ResNet Identity Mapping

foreword

Since ResNet became popular in the ImageNet competition in 2015, it has become a big hit now. In the past two years, there have been more and more researches on ResNet, extensions and improvements based on ResNet networks, including FractalNet, WideResNet, DenseNet, etc., These articles will be introduced to you one by one. The one I will introduce today is called Gated ResNet. It comes from a paper published on ICLR this year. It is not as complicated as the previously mentioned networks. After more detailed thinking, it believes that Identity Mapping is the essence of ResNet including Highway Network, and proposes that for a deep network, if it has the ability to degenerate into Identity Mapping, then it must be easy to optimize, and has a good performance.

Essence: Identity Mapping

The Residual block proposed in ResNet is successful for two reasons. First, its shortcut connection increases its information flow. Second, it thinks that for a stacked nonlinear layer, then its optimal The situation is to make it an identity mapping, but the existence of shortcut connection just makes it easier to become an Identity Mapping.
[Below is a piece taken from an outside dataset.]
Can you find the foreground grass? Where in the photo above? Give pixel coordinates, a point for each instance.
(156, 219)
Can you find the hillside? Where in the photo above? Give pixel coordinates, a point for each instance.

For the second point, in fact, when I first read the original ResNet, I didn't fully understand it. I didn't really understand its meaning until I saw the paper I talked about today.

Look at the picture below: 
write picture description here

The network in the row below is actually a new layer superimposed on the network in the above row, and the weight of the new layer is superimposed. If it can learn to become an identity matrix I , then the upper and lower networks are actually equal. In other words, if the layers that continue to be stacked can learn an identity matrix, the performance of the stacked network will not be worse than the original network, that is, if it is easy to learn an identity matrix If the mapping is equal, then deeper networks are more likely to produce better performance. This is the root proposed by ResNet and the focus of this paper.
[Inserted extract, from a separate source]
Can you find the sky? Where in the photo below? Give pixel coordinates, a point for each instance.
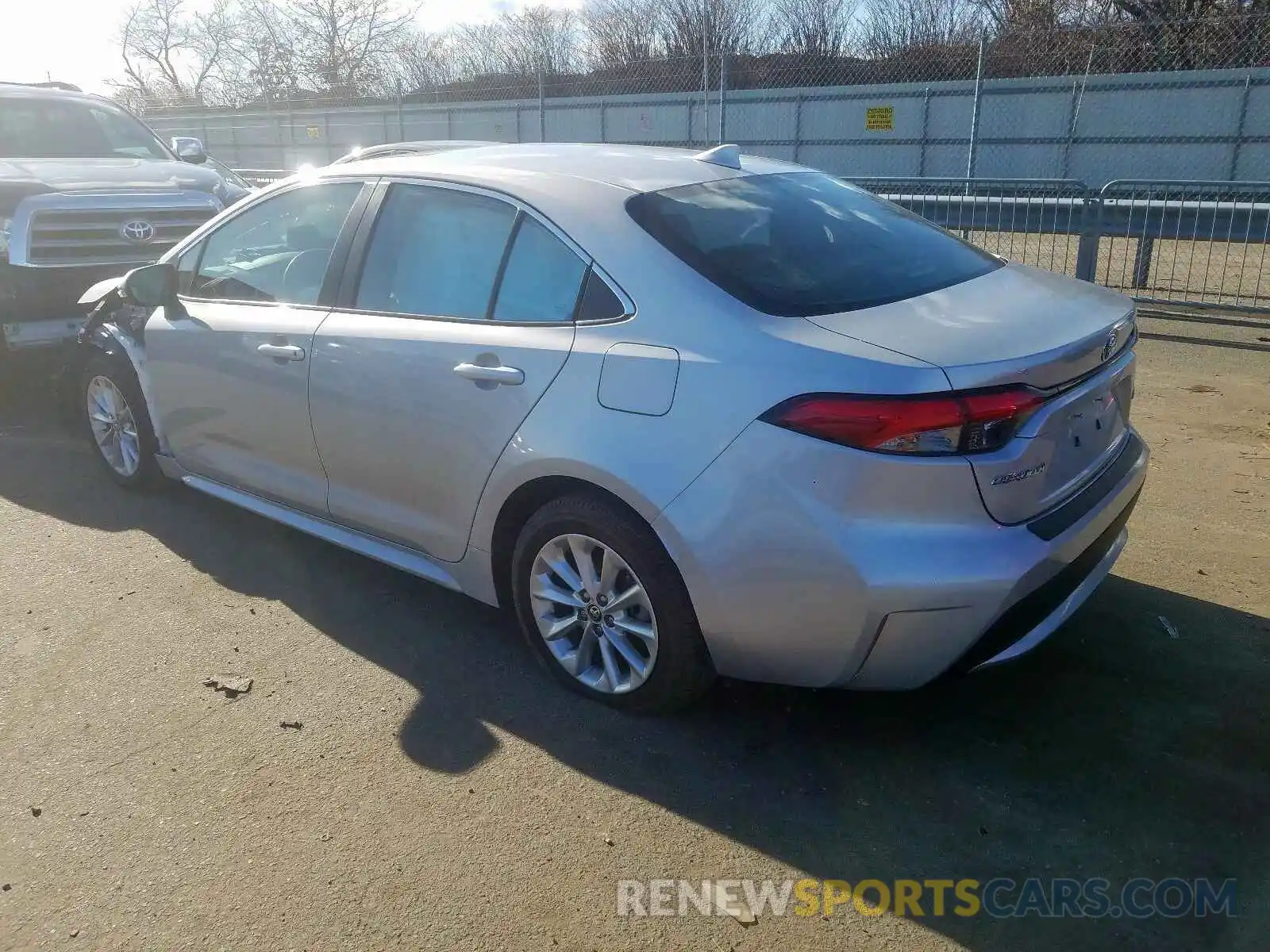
(74, 41)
For a convolutional layer f(x,W) in a network , W is the weight of the convolutional layer. If the convolutional layer is to be an identity map, that is, f(x,W)=x , then W is Should be an identity map I , but it  is not so easy to make W = I when the network of the model becomes deeper . For each Residual Block of ResNet, to make it an identity map, that is, f(x,W)+x=x , just make W = 0, and learning a matrix of all 0s is better than learning an identity The matrix is ​​much easier, which is why ResNet still has no optimization problems when the number of layers reaches hundreds or thousands.

Improved: Residual Gates

Learning an all-zero matrix is ​​to make all the values ​​in a matrix 0, so is there an easier way? For example, just a value of 0 is enough? That's exactly the point of this article: Residual Gates.

The following figure is an improvement based on the plain network: 
write picture description here 
so f(x,W) becomes g(k)f(x,W)+(1-g(k))x , I am familiar with it, are you very familiar with it ? Like Highway Network: write picture description here , but Highway Network still needs to learn a function T(x,Wt) with x as input , so that when Wt is an all-zero matrix, the entire network is equivalent to an identity mapping. Here, only g(k) equal to 0 is required to represent the identity mapping. Note that k is also a parameter of the model, which is also obtained through the forward and reverse training of the model, and g is the activation function (ReLU), that is As long as k learns a value close to 0 or less than 0 (due to the existence of ReLU), or k=1, W=I , it is much simpler than simply relying on W to learn I. According to the author's meaning, this model has the ability to degenerate into an identity mapping, so when the number of layers is deepened, the performance of the model can be improved.

For ResNet, the same Gates can also be used: 
write picture description here
ie: g(k)(f(x,W)+x)+(1-g(k))x=g(k)f(x,W)+x  , so it seems that g(k) does not even need to be used as a function of gating, as long as it is equivalent to a scaling effect, compared to the original ResNet that requires W to learn an all-zero matrix, it is simpler to make g(k) equal to 0, Therefore, the authors infer that the gated version of Gates ResNet is stronger than the original ResNet.

experiment

The results of the model on the MINIST and CIFAR-10 datasets are not shown and explained here. But there are a few things that interest me too. 
First of all: 
write picture description here 
when the model is shallow, the parameter optimization is simple, so the effect of k is not reflected, and the value of k is very large, which may play a role of amplifying or enhancing a signal; but when the number of layers gradually increases, the value of k Slowly decrease, such as the above picture, when d=100, the mean value of k is only 0.67, then in many layers, the value of k should be very close to 0, these layers play the role of identity mapping, which It also confirms the author's point of view.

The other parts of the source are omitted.